After I had my first baby, every “Congratulations” was followed by “Sleep when the baby sleeps.”
I heard horror stories of babies who stayed up all night from mothers who told me a little Benedryl never hurt anyone. To this day, I am not sure who was actually supposed to take the Benadryl.
After having a few children, I figured out how to survive bedtime.
1. Full Bellies = Sound Sleepers
Sleep came easily for my newborns. They were pretty content at night. With the bassinet close by, I was available for a drowsy all-night smorgasbord.
When they were old enough, a little solid food for dinner paired by a warm bottle of milk ensured a long stretch before waking. I always considered it a win, if they slept for at least 5 hours at a time. Then, there were the mornings when I woke up in a panic because they slept straight through till morning. That was the goal, right? Still, I would creep into their room and count the rise and fall of their chest before climbing back into my bed.

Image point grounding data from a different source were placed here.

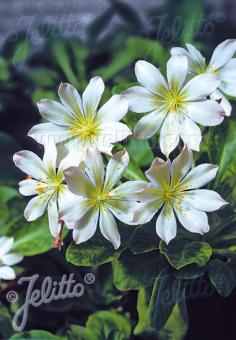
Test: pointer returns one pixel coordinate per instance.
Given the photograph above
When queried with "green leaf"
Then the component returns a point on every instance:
(141, 152)
(155, 307)
(109, 325)
(135, 271)
(144, 239)
(181, 253)
(37, 335)
(222, 276)
(94, 252)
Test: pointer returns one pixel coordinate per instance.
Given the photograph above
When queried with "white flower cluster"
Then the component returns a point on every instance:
(71, 181)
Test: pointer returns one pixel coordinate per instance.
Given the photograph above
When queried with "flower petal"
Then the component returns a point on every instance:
(115, 169)
(6, 243)
(95, 167)
(128, 191)
(53, 218)
(207, 113)
(86, 226)
(11, 259)
(109, 228)
(7, 273)
(140, 99)
(55, 112)
(159, 173)
(150, 77)
(50, 156)
(36, 207)
(193, 220)
(200, 87)
(166, 227)
(219, 97)
(30, 163)
(44, 132)
(78, 183)
(181, 165)
(114, 109)
(191, 134)
(169, 134)
(223, 53)
(92, 95)
(112, 132)
(177, 68)
(70, 98)
(203, 199)
(148, 125)
(200, 176)
(29, 187)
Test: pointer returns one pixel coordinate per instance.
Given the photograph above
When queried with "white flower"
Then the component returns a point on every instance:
(46, 183)
(221, 64)
(97, 200)
(77, 123)
(7, 259)
(174, 190)
(175, 107)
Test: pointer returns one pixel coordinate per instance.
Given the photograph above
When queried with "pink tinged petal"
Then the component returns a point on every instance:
(207, 113)
(169, 134)
(114, 109)
(86, 227)
(70, 98)
(50, 156)
(200, 176)
(203, 199)
(193, 220)
(221, 99)
(73, 158)
(166, 227)
(112, 132)
(109, 228)
(129, 190)
(30, 163)
(201, 86)
(36, 207)
(11, 259)
(78, 183)
(7, 273)
(148, 125)
(115, 169)
(144, 212)
(159, 173)
(177, 68)
(6, 243)
(55, 112)
(223, 53)
(94, 167)
(122, 210)
(92, 95)
(30, 187)
(150, 77)
(149, 194)
(191, 134)
(140, 99)
(53, 218)
(44, 132)
(181, 165)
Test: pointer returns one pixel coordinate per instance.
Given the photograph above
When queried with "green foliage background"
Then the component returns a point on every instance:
(140, 289)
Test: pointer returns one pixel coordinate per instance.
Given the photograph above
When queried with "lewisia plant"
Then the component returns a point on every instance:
(221, 63)
(77, 123)
(175, 106)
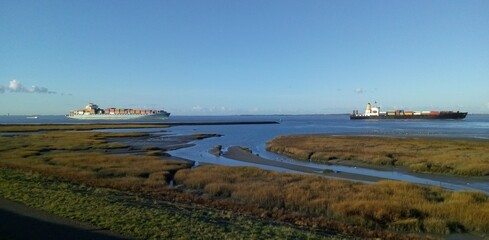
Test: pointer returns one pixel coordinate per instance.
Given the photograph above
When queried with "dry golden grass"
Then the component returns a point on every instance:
(82, 156)
(385, 205)
(460, 157)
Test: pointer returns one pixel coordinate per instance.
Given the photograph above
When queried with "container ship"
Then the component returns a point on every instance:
(93, 112)
(375, 113)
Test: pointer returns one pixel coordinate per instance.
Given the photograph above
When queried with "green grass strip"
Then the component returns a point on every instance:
(136, 216)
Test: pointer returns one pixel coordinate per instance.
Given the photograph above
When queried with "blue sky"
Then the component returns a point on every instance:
(243, 57)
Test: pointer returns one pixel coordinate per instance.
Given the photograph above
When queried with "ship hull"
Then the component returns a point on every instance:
(449, 115)
(158, 116)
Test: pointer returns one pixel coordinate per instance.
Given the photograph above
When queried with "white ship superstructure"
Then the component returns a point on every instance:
(93, 112)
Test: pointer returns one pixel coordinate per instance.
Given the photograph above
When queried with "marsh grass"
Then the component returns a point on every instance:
(385, 205)
(443, 156)
(337, 206)
(81, 156)
(136, 216)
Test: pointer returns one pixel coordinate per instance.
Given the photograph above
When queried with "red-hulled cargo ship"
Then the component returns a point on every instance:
(375, 113)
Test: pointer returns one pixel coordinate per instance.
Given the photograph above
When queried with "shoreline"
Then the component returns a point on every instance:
(240, 154)
(45, 225)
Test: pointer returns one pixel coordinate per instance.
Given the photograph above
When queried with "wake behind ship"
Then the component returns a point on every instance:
(93, 112)
(375, 113)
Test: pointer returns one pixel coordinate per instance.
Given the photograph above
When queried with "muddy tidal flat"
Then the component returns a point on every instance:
(67, 171)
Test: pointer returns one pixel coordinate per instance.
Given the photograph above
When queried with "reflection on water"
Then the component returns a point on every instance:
(256, 136)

Wouldn’t you know, as soon as my head hit the pillow, they’d be awake.
2. Tire Them Out
Once my kids became mobile, sleep was a different story. My toddlers were always a challenge both at naptime and at bedtime. My little stunt people in training thought nothing of
climbing jumping out of their cribs. I felt so accomplished when they went to sleep without a fight. I spent many a night guarding the bedroom door by the light of my tablet.
A few hours at the park or a walk around the neighborhood was usually enough to tire them out sufficiently. If not, their crib acrobatics would eventually do the trick. A few flips and forward rolls and they would be out for the night.

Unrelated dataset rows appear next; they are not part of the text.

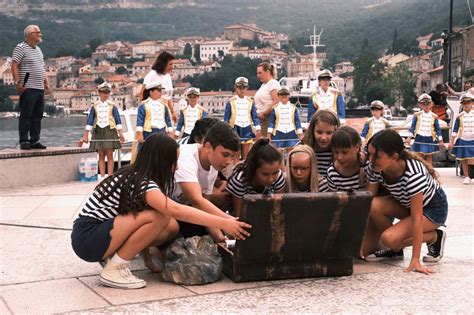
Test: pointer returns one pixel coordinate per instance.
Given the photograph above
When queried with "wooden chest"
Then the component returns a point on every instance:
(298, 235)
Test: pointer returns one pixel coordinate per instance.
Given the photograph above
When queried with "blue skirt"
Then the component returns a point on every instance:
(245, 134)
(425, 145)
(285, 139)
(463, 149)
(147, 134)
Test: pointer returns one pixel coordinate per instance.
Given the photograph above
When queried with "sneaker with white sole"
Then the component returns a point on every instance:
(436, 250)
(385, 254)
(120, 277)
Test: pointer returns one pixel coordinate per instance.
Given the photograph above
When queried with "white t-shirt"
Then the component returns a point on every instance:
(164, 79)
(190, 170)
(263, 97)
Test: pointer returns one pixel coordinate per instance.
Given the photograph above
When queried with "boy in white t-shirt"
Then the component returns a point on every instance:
(196, 173)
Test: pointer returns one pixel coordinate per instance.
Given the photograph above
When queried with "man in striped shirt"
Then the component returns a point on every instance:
(31, 83)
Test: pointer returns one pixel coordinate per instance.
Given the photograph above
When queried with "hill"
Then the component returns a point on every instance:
(69, 24)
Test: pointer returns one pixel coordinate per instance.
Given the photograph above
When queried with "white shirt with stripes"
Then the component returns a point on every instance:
(339, 182)
(106, 209)
(416, 179)
(30, 60)
(238, 185)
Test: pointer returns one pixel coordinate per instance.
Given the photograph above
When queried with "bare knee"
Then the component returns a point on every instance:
(390, 239)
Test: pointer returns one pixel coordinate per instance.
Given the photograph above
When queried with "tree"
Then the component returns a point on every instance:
(188, 51)
(402, 84)
(99, 80)
(197, 53)
(94, 43)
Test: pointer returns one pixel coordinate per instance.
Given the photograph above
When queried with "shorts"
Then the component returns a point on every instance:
(437, 209)
(90, 238)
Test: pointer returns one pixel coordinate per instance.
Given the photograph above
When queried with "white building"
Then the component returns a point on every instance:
(210, 50)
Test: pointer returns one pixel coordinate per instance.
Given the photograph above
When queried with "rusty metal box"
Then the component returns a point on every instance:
(298, 235)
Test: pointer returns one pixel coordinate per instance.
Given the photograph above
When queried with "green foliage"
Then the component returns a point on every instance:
(223, 79)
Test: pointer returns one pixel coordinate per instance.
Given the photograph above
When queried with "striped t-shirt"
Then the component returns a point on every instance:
(339, 182)
(108, 208)
(238, 185)
(324, 160)
(414, 180)
(30, 60)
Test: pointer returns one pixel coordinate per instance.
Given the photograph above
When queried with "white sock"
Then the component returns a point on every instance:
(116, 259)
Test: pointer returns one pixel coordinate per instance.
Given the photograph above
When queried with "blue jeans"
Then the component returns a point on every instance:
(31, 113)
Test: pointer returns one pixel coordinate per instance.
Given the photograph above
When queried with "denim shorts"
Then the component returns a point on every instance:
(437, 209)
(90, 238)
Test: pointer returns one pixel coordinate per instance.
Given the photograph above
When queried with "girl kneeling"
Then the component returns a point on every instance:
(417, 200)
(131, 211)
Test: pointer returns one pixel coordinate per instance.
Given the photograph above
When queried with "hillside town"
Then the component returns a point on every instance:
(124, 65)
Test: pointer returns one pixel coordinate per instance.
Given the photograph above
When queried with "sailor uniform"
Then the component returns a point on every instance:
(187, 119)
(153, 116)
(330, 100)
(104, 121)
(426, 132)
(372, 126)
(285, 125)
(241, 115)
(464, 132)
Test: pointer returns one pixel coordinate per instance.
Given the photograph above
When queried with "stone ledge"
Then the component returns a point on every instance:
(50, 151)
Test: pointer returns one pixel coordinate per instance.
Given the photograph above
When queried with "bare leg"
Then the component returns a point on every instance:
(110, 161)
(245, 150)
(131, 234)
(102, 163)
(465, 167)
(382, 210)
(400, 235)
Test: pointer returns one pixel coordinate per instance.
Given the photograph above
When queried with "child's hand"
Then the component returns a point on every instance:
(416, 266)
(140, 137)
(235, 228)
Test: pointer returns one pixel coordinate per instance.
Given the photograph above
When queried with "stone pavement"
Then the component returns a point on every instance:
(41, 274)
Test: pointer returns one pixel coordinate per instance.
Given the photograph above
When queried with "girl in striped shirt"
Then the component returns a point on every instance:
(416, 200)
(347, 172)
(131, 210)
(318, 136)
(260, 173)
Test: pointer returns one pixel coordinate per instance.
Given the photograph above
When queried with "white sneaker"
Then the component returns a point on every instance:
(120, 277)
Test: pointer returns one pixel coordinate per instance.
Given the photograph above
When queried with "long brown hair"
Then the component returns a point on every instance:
(326, 116)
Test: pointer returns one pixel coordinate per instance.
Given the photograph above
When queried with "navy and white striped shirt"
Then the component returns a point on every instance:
(238, 185)
(339, 182)
(414, 180)
(30, 60)
(108, 208)
(324, 160)
(183, 140)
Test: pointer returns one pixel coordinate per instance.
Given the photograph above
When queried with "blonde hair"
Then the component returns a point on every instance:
(313, 177)
(266, 66)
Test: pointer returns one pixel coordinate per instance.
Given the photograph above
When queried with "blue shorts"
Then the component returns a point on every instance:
(90, 238)
(437, 209)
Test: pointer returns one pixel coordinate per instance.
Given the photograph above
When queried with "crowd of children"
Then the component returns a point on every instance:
(174, 184)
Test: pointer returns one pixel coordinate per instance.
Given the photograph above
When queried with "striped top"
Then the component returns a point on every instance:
(108, 208)
(183, 140)
(238, 185)
(30, 60)
(324, 160)
(339, 182)
(414, 180)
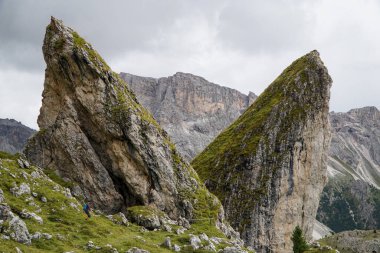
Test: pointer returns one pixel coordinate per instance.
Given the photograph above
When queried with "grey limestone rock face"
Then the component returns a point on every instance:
(349, 200)
(93, 131)
(13, 135)
(269, 167)
(191, 109)
(355, 241)
(18, 231)
(356, 143)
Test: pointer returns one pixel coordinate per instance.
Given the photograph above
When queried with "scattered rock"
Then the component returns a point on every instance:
(184, 223)
(47, 236)
(90, 245)
(36, 236)
(2, 198)
(233, 250)
(21, 190)
(67, 193)
(167, 228)
(5, 212)
(29, 215)
(18, 231)
(210, 247)
(203, 237)
(5, 237)
(176, 248)
(216, 240)
(147, 217)
(112, 249)
(195, 242)
(180, 231)
(167, 243)
(124, 220)
(136, 250)
(35, 174)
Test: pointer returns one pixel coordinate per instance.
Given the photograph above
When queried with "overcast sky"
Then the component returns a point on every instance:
(240, 44)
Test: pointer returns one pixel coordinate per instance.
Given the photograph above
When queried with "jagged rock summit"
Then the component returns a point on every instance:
(13, 135)
(191, 109)
(269, 167)
(95, 133)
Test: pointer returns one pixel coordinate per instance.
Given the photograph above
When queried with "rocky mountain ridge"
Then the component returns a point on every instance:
(96, 135)
(13, 135)
(351, 199)
(355, 145)
(191, 109)
(269, 167)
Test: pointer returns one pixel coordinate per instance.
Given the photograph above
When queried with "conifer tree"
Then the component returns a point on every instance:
(299, 242)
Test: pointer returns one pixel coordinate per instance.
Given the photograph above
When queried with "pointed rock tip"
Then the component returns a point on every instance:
(55, 23)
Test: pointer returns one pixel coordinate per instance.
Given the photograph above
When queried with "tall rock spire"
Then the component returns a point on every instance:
(94, 132)
(269, 167)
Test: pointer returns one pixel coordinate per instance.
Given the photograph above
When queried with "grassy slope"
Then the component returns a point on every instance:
(60, 218)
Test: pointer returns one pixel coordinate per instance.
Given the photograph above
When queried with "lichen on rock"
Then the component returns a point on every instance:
(269, 167)
(96, 134)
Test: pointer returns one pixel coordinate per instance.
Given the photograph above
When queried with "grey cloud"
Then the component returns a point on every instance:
(242, 44)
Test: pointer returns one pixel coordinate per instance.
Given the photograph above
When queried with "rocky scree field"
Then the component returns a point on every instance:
(38, 213)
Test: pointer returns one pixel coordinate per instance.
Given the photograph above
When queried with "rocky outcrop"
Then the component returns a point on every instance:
(351, 199)
(355, 145)
(269, 167)
(13, 135)
(94, 132)
(355, 241)
(192, 110)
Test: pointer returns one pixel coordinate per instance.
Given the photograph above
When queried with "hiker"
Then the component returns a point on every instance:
(87, 209)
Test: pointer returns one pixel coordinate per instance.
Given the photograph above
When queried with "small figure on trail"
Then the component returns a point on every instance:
(87, 209)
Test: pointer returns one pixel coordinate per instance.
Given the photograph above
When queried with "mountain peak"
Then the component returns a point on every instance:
(96, 134)
(270, 164)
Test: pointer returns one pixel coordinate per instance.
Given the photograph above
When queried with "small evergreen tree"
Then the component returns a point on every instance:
(299, 243)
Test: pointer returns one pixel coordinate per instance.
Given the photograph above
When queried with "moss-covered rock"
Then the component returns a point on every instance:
(269, 166)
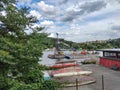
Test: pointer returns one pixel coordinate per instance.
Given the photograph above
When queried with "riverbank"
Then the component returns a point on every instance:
(111, 78)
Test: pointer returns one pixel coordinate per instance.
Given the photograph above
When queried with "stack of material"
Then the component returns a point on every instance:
(71, 80)
(63, 65)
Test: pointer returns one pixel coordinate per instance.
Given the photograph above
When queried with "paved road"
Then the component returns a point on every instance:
(111, 78)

Room darkening curtains are a lifesaver, but when all else fails, lie. I couldn’t wait until Daylight Savings Time ended. Once it was dark, I could convince my kids it was time for bed, well, until they learned how to tell time. I thought about keeping the clocks turned forward all winter, but they were bound to catch on eventually.
4. Keep Your Sense of Humor
I lived for naptime. I would proclaim, “Happy nap!” as I danced the children off to their respective rooms.
I do recall the baby’s room had a faint scent of urine that I just couldn’t find the source of.
One afternoon, I heard my preschool son’s door open. Instead of going to the bathroom where I expected him to be headed, he was walking towards the baby’s room. In a split second, I was on my feet. I didn’t want him to wake the baby. A silent scream escaped from my lips as I ran down the hall, but he was nowhere to be seen.
Quietly, I opened the door to check on the baby when I noticed my son standing in front of the closet. He opened the door stepped inside and peed all over the floor. He was still asleep as I ushered him back to his room.
I finally figured out where the smell was coming from.